Some might say that it's an incredibly derogatory word for someone who is crippled or handicapped. Oh, but no, no, no. In my book a 'crippie' is a slightly less than incredibly derogatory word for a 'crap hippie'. You know the type. Those with prayer flags at their house, or dreadlocks, or incense always burning, or Marley posters up on the walls, or any variety of things that point to their taking on the trappings of what the hippies were in the sixties without actually taking on the doings of the hippies in the sixties. Crippie meccas include places such as San Francisco [The Mission], Humboldt [all...], Nevada City (which I will be covering shortly), and of course the true nexus, Barcelona [El Raval or any random building with squatters]. Oddly enough, I seem to be surrounded by these folks in all my most favorite spots. Perhaps I'm a crippie myself? Not hardly. I'm much more in to doing things that make this world a better place and not feeling like I need to grow out dreads to show it. That and incense gives me the worst headaches in the world.
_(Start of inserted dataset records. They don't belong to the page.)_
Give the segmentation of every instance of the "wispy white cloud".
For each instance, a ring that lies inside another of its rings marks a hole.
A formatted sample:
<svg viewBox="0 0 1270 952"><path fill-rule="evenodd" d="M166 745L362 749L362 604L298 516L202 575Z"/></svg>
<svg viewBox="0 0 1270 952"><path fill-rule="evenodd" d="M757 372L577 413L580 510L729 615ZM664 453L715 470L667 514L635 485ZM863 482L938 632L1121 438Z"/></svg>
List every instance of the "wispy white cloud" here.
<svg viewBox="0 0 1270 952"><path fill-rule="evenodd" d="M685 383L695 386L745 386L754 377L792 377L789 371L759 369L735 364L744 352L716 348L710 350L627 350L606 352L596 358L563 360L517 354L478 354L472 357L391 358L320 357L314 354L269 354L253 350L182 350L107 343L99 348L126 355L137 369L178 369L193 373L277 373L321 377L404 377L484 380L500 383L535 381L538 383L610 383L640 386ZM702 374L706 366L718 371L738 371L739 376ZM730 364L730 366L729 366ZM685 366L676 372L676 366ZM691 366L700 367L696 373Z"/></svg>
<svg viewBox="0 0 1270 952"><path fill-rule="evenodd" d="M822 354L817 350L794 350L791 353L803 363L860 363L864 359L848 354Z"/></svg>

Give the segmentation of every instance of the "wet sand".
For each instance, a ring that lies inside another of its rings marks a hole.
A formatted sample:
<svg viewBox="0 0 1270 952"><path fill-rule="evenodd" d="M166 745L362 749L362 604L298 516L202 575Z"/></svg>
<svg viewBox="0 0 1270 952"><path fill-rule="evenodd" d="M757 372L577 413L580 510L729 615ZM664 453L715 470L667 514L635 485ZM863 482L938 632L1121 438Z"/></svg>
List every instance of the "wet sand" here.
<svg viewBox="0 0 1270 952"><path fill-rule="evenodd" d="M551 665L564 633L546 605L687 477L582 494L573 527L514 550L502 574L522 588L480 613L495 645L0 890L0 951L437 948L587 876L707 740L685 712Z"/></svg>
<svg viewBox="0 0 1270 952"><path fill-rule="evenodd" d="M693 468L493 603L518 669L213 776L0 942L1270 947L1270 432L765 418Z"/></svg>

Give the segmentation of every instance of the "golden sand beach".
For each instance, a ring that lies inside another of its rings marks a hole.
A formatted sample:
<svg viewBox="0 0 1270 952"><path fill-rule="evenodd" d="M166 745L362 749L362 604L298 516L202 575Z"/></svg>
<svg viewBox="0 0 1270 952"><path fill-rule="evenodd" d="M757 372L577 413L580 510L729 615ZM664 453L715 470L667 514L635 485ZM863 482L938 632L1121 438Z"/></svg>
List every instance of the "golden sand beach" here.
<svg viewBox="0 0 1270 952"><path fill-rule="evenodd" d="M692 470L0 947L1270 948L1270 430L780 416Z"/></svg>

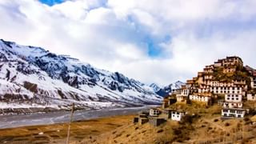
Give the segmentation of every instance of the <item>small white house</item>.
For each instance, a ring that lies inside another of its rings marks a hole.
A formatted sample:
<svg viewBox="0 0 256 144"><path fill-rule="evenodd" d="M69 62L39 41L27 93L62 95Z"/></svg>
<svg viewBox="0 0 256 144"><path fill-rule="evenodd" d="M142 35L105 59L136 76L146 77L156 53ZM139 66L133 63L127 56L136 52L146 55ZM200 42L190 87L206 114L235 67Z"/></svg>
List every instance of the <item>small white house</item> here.
<svg viewBox="0 0 256 144"><path fill-rule="evenodd" d="M224 118L244 118L246 114L246 109L223 108L222 110L222 116Z"/></svg>
<svg viewBox="0 0 256 144"><path fill-rule="evenodd" d="M236 102L240 103L242 100L242 95L241 94L225 94L225 102Z"/></svg>
<svg viewBox="0 0 256 144"><path fill-rule="evenodd" d="M190 100L194 102L204 102L207 105L211 103L211 97L206 95L198 95L198 94L191 94L190 95Z"/></svg>
<svg viewBox="0 0 256 144"><path fill-rule="evenodd" d="M247 101L256 101L256 94L247 94Z"/></svg>
<svg viewBox="0 0 256 144"><path fill-rule="evenodd" d="M160 110L158 109L150 109L150 116L158 117L160 114Z"/></svg>
<svg viewBox="0 0 256 144"><path fill-rule="evenodd" d="M176 90L176 95L177 96L188 97L189 94L190 94L190 90L189 89L177 89Z"/></svg>
<svg viewBox="0 0 256 144"><path fill-rule="evenodd" d="M224 108L242 108L242 102L224 102Z"/></svg>
<svg viewBox="0 0 256 144"><path fill-rule="evenodd" d="M185 115L185 112L172 111L171 120L180 122Z"/></svg>

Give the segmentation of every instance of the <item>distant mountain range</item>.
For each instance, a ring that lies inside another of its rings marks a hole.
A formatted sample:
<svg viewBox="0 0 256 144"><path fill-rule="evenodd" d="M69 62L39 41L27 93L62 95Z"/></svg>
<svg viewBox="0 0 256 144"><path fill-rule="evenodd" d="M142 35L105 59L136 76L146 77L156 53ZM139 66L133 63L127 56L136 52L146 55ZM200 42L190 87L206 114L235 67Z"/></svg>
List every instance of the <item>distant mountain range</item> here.
<svg viewBox="0 0 256 144"><path fill-rule="evenodd" d="M62 109L72 102L88 109L159 104L159 95L172 86L149 86L68 55L0 40L0 109Z"/></svg>
<svg viewBox="0 0 256 144"><path fill-rule="evenodd" d="M172 90L182 88L182 85L185 85L185 83L180 81L177 81L176 82L171 83L166 86L160 86L155 83L152 83L151 85L150 85L150 86L153 88L157 94L162 97L165 97L169 95L170 93L172 92Z"/></svg>

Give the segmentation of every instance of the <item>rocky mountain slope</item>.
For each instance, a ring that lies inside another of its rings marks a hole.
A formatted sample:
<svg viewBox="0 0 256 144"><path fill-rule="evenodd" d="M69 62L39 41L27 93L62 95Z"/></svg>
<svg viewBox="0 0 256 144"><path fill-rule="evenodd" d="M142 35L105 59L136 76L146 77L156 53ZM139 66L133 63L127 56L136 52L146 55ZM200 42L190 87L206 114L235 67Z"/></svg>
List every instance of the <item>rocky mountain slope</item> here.
<svg viewBox="0 0 256 144"><path fill-rule="evenodd" d="M181 81L177 81L166 86L160 86L155 83L152 83L150 86L154 89L157 94L165 97L171 93L172 90L180 89L182 85L185 85L185 83Z"/></svg>
<svg viewBox="0 0 256 144"><path fill-rule="evenodd" d="M0 109L160 103L150 86L41 47L0 40Z"/></svg>

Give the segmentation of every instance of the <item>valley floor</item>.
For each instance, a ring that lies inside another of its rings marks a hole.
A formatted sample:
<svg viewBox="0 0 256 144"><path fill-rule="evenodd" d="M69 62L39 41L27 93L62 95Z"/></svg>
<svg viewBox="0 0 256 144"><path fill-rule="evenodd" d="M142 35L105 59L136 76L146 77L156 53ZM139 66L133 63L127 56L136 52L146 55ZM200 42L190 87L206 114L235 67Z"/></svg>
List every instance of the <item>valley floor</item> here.
<svg viewBox="0 0 256 144"><path fill-rule="evenodd" d="M256 143L256 125L249 118L222 119L219 107L198 111L190 122L168 120L154 127L133 123L135 115L101 118L72 123L70 144ZM67 124L0 130L0 143L65 143Z"/></svg>
<svg viewBox="0 0 256 144"><path fill-rule="evenodd" d="M72 122L70 143L78 143L84 138L94 138L124 125L130 124L133 117L115 116ZM0 130L0 143L63 144L66 143L67 128L67 124L54 124Z"/></svg>

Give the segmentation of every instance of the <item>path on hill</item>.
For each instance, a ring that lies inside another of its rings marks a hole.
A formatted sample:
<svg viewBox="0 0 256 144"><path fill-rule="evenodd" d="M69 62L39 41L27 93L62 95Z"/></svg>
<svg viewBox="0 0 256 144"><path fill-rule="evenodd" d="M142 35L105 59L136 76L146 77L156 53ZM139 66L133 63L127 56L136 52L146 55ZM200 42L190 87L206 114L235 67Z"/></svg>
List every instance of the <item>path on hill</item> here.
<svg viewBox="0 0 256 144"><path fill-rule="evenodd" d="M139 111L149 110L152 106L146 106L142 107L75 111L74 114L74 121L89 120L115 115L135 114ZM4 115L0 116L0 129L65 123L69 122L69 119L70 112L63 111L50 114L32 114L30 115Z"/></svg>

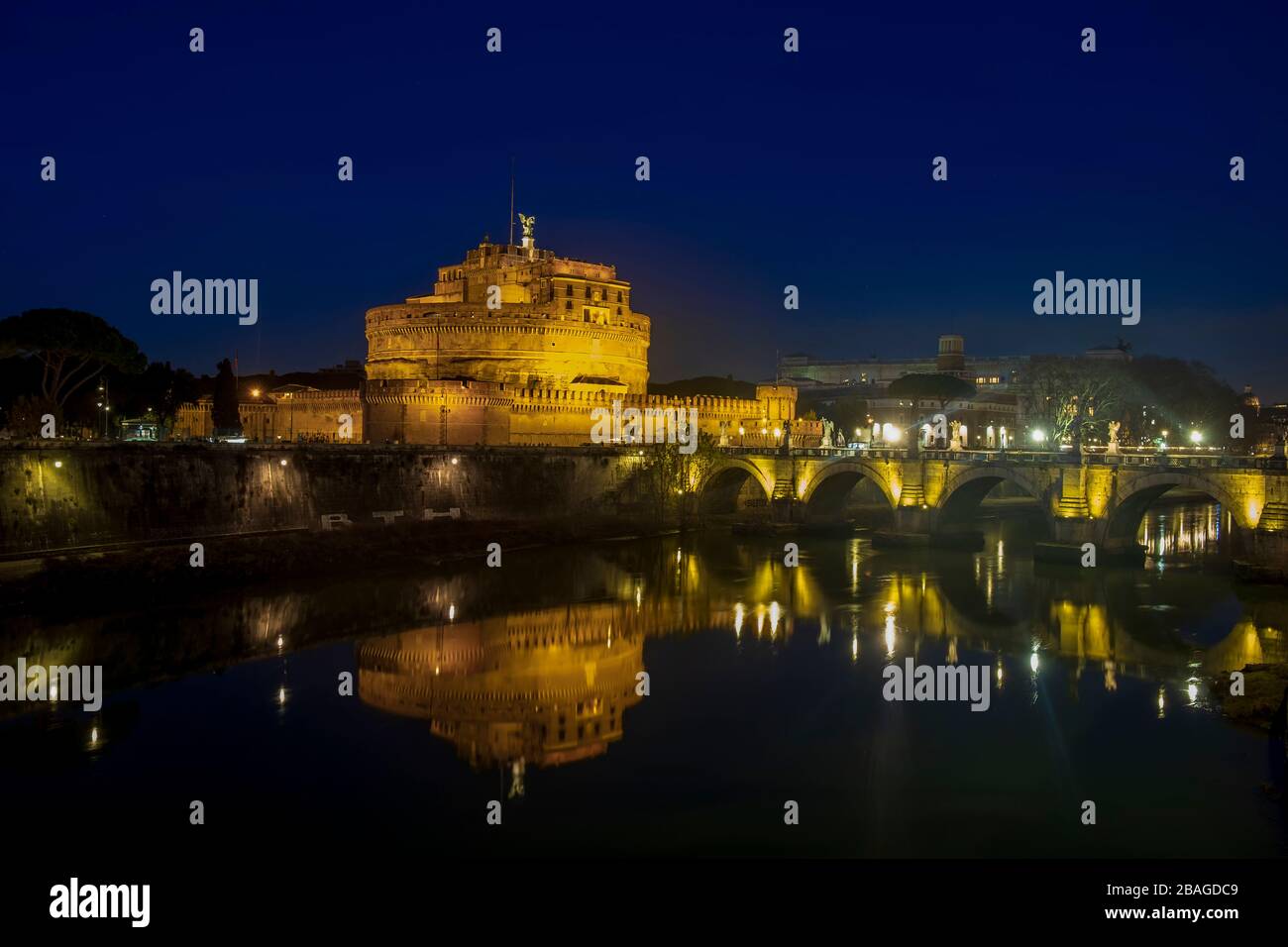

      We probably all have a crippie in our lives and so now, I give you a name for these folks. Use it if you want. Some of my previous words are better circulated than others, but I'm always out to make the world a place bent around a vocabulary that I've created. Obviously the rest of the world doesn't always think that I'm the bestest sometimes and thusly, praving, kockalocks, and fatcarts are still just part of my own personal vernacular. Someday though, you will hear someone call someone else a crippie and you'll know the source--sarcastic ole me. So What's a Crippie?
I am almost starting to feel bad about putting this guy in Barcelona's pic up all the time, but he just illustrates so many of my points so, so, well... Silly crippie.